Bref, j'ai toujours un briquet sur moi.

- Oui, attends...

Il y a toujours un tas de trucs dans mes poches, si bien que je me demande pourquoi je m'efforce encore de prendre un sac. Entre les mouchoirs, le porte-monnaie, les chewing-gums, les clefs, le pass Navigo, le téléphone, un vieux ticket de cinéma et des écouteurs, je cache toujours un petit briquet. Alors je me sens obligée de regarder ce qu'il y a dans mon sac. Ah, un parapluie, une bouteille d'eau et des tampons. Toujours des tampons, même quand je n'en ai pas besoin - au cas où. J'ai toujours vécu suivant cette petite phrase. Je pourrais même en faire ma devise. Au cas où, c'est la raison pour laquelle j'ai des mouchoirs alors que je ne suis pas enrhumée. C'est la raison pour laquelle j'ai des chewing-gums, alors qu'il n'y a personne pour sentir mon haleine. C'est la raison pour laquelle j'ai un parapluie, alors qu'il ne pleut pas depuis des mois. Et enfin, c'est la raison pour laquelle j'ai un briquet alors que je ne fume pas.

- Merci.

Je ne fume pas, et je vous rassure, je ne suis pas pyromane non plus. J'aime rendre service, si vous préférez. Pour être parfaitement honnête, j'ai trouvé ce vieux briquet par terre et depuis, il n'a plus quitté la poche de mon manteau. Oui, parce que je porte le même manteau depuis des lustres, je m'y sens bien, il porte mon parfum et embrasse parfaitement mes épaules. Quitte à vivre sur Terre, je préfère le faire dans un manteau confortable.
Bref, la présence du jeune homme me perturbe au point que j'en suis réduite à penser à mon manteau pour ne pas rougir.
D'ailleurs, qu'est-ce qu'il attend pour partir ?

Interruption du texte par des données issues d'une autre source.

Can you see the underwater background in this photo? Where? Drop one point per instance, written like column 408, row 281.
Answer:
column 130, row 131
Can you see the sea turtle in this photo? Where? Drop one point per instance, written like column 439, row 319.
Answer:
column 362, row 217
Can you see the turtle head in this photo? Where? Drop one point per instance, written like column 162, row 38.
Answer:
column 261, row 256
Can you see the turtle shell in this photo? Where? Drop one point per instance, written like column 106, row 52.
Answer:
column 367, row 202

- Je peux ? demande-t-il en désignant la chaise à ma gauche.

Hausser les épaules est ma réponse préférée. Je suis une fille plutôt passive. Certains disent que j'ai beaucoup de sang-froid, d'autres vont jusqu'à penser que je n'ai pas de coeur. C'est faux. Je pleure encore devant Titanic alors que je hais ce film. Je souris bêtement quand on me fait un compliment parce que je n'y suis pas très habituée. Ça prouve bien que j'ai des sentiments, même s'ils sont infimes.
Mais passive, ça, je le suis sans scrupules. Ou plutôt, disons que j'intériorise pas mal d'émotions. La preuve, je parle peu, je pense beaucoup.